Strong oppose The Tagalog Wiktionary community is already very weak as it is: there are only around 2-4 active editors on the project, with significantly less traffic compared to the Tagalog Wikipedia. Out of the three Tagalog-language projects, it's the smallest and the most vulnerable to actions like splintering an editing community along these types of arbitrary boundaries. I don't think we can risk splintering the community by opening a new project in a written form most Filipinos won't understand nor even use on a regular basis. --Sky Harbor(talk) 07:07, 24 November 2010 (UTC)
All I am asking is inclusivity, the Tagalog Wikis should just accept that they are puppets of the Filipino language rather than parading themselves as "Tagalog".--23prootie 10:39, 9 December 2010 (UTC)
. I don't think there are significant problems with the language policies on the Tagalog projects: if we were to adopt the common man's argument that Tagalog and Filipino are different, then we're even more "Tagalog" than the KWF, UP-SWF, FIT, SANGFIL, etc.! The Tagalog Wikimedia projects are not akin to WikiFilipino, which strictly abides by the UPDF and the UP-SWF's writing rules. --Sky Harbor(talk) 06:40, 13 December 2010 (UTC)
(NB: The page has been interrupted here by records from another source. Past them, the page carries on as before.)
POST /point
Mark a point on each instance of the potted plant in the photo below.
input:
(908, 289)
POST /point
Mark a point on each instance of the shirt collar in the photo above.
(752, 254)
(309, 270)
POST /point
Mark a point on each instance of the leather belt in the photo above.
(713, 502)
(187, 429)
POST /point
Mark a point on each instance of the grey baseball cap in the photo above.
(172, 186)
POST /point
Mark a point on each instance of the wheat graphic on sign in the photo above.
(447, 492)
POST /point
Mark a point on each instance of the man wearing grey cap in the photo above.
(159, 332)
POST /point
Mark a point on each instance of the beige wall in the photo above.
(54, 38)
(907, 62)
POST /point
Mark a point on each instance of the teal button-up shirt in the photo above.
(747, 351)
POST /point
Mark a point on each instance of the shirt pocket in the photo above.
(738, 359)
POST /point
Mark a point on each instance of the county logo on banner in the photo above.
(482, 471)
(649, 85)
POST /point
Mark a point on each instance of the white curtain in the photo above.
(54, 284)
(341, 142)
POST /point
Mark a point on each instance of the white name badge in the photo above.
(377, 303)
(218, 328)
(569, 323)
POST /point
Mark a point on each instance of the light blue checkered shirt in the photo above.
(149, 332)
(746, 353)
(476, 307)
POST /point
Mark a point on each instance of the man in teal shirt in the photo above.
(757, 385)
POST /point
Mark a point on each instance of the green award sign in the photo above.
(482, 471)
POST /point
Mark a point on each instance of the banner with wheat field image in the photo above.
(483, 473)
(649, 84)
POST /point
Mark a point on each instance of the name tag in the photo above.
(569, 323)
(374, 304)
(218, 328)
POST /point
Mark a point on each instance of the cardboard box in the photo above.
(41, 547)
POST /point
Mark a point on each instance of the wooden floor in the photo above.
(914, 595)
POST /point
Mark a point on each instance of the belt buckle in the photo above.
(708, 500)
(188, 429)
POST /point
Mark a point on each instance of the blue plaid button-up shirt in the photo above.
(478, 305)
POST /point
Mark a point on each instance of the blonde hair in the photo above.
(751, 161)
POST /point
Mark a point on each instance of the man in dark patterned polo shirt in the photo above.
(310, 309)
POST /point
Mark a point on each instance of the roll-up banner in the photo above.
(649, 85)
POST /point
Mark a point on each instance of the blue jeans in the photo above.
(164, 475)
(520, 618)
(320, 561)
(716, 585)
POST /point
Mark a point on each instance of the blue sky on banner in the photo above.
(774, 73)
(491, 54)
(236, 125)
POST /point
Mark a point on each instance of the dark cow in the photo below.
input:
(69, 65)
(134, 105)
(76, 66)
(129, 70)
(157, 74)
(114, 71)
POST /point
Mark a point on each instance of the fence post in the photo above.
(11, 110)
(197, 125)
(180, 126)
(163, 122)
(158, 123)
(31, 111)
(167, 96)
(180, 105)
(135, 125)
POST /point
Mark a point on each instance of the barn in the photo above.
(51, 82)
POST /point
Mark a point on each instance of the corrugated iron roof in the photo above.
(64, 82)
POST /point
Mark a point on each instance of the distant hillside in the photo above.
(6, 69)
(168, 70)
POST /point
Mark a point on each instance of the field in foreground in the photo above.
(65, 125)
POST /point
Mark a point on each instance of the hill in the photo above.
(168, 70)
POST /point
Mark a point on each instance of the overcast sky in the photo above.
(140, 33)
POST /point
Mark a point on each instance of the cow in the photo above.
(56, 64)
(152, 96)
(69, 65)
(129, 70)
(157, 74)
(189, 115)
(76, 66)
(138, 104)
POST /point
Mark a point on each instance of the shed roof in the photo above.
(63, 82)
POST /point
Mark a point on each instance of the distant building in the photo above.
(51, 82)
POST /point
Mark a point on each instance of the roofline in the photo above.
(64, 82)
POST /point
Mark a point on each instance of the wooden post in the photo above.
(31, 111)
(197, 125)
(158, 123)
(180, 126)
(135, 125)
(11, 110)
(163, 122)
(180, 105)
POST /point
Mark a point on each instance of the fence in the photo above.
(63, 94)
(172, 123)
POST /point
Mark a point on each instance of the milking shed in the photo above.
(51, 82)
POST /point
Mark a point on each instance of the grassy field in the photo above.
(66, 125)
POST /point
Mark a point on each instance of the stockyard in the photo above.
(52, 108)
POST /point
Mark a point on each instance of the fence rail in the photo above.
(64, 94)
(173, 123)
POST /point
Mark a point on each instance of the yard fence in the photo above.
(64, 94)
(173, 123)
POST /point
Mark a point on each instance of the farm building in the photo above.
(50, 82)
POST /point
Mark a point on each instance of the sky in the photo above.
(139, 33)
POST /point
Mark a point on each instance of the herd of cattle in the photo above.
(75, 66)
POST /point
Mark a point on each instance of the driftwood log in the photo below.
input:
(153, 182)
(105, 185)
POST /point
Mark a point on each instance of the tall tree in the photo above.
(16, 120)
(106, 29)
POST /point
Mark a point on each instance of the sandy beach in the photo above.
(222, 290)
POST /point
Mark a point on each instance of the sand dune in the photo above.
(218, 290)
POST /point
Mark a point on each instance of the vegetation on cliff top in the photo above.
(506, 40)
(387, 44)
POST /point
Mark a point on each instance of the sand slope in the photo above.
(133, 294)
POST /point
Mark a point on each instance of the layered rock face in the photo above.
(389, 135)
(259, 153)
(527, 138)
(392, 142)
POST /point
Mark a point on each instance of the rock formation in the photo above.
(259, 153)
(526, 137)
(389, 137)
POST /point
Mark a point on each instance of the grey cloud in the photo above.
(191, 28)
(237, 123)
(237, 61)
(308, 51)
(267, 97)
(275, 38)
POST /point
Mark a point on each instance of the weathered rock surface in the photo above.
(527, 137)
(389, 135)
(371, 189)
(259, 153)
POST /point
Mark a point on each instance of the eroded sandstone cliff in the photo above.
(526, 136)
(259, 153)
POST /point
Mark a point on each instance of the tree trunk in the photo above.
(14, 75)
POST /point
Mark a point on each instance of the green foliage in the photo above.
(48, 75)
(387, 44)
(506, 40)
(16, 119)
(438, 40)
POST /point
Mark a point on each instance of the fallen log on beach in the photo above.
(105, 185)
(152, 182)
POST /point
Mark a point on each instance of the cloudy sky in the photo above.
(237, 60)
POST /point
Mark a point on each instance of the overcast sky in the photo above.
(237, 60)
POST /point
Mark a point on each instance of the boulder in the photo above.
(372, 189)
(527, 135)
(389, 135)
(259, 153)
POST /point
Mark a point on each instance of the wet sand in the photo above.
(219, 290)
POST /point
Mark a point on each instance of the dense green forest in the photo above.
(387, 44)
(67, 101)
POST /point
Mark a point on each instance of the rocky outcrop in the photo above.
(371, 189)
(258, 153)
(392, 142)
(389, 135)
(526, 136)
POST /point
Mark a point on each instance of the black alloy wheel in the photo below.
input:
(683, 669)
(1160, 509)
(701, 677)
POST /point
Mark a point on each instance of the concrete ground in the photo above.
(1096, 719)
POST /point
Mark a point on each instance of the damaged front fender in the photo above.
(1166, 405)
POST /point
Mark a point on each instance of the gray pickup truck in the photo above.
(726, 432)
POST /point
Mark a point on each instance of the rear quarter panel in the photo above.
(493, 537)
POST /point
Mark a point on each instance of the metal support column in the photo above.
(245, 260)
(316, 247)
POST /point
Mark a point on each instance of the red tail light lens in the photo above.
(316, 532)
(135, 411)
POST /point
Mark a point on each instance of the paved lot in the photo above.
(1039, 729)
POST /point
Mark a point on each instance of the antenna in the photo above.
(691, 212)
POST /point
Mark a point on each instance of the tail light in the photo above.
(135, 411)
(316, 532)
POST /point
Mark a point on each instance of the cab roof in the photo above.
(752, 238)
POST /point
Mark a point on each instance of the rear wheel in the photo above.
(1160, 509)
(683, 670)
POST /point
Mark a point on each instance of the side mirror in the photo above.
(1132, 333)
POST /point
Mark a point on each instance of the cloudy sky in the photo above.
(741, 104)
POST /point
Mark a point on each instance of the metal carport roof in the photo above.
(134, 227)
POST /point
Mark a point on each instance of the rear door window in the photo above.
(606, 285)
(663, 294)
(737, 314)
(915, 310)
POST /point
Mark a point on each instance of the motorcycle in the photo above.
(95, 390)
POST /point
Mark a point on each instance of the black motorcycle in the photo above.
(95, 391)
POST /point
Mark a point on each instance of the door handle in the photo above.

Strong Oppose - Baybayin is a dead Philippine script (already been dead and replaced by current script system by the year 1580s). It is only used by several minorities such as Palawan tribes, but the majority of Filipinos even the Filipino language (and regional dialects such as Chavacano de Zamboanga, Cebuano, Hiligaynon, Bicolano, etc.) uses the modern Latin alphabet with no diacritics. Furthermore, there is no specific rule or official character support (there are so many font and script support over the web, each is unique of their own) for such script, so checking proper spelling will be nearly impossible. Or vandalism may remain on such pages over years because counter checking will be difficult to people who are not using this script. Yes, there is an ISO code for Baybayin script but there is no official font support as decreed by the law for such writing. And take note, Baybayin is only the script, but the language in which Baybayin is used into is Tagalog. And per Sky Harbor, Tagalog Wiktionary is still weak, and another duplicate Tagalog Wiktionary written in another writing system entirely alien to present majority will make the possible Wiktionary Baybayin Tagalog weaker or maybe useless.--JL 09 10:29, 24 November 2010 (UTC)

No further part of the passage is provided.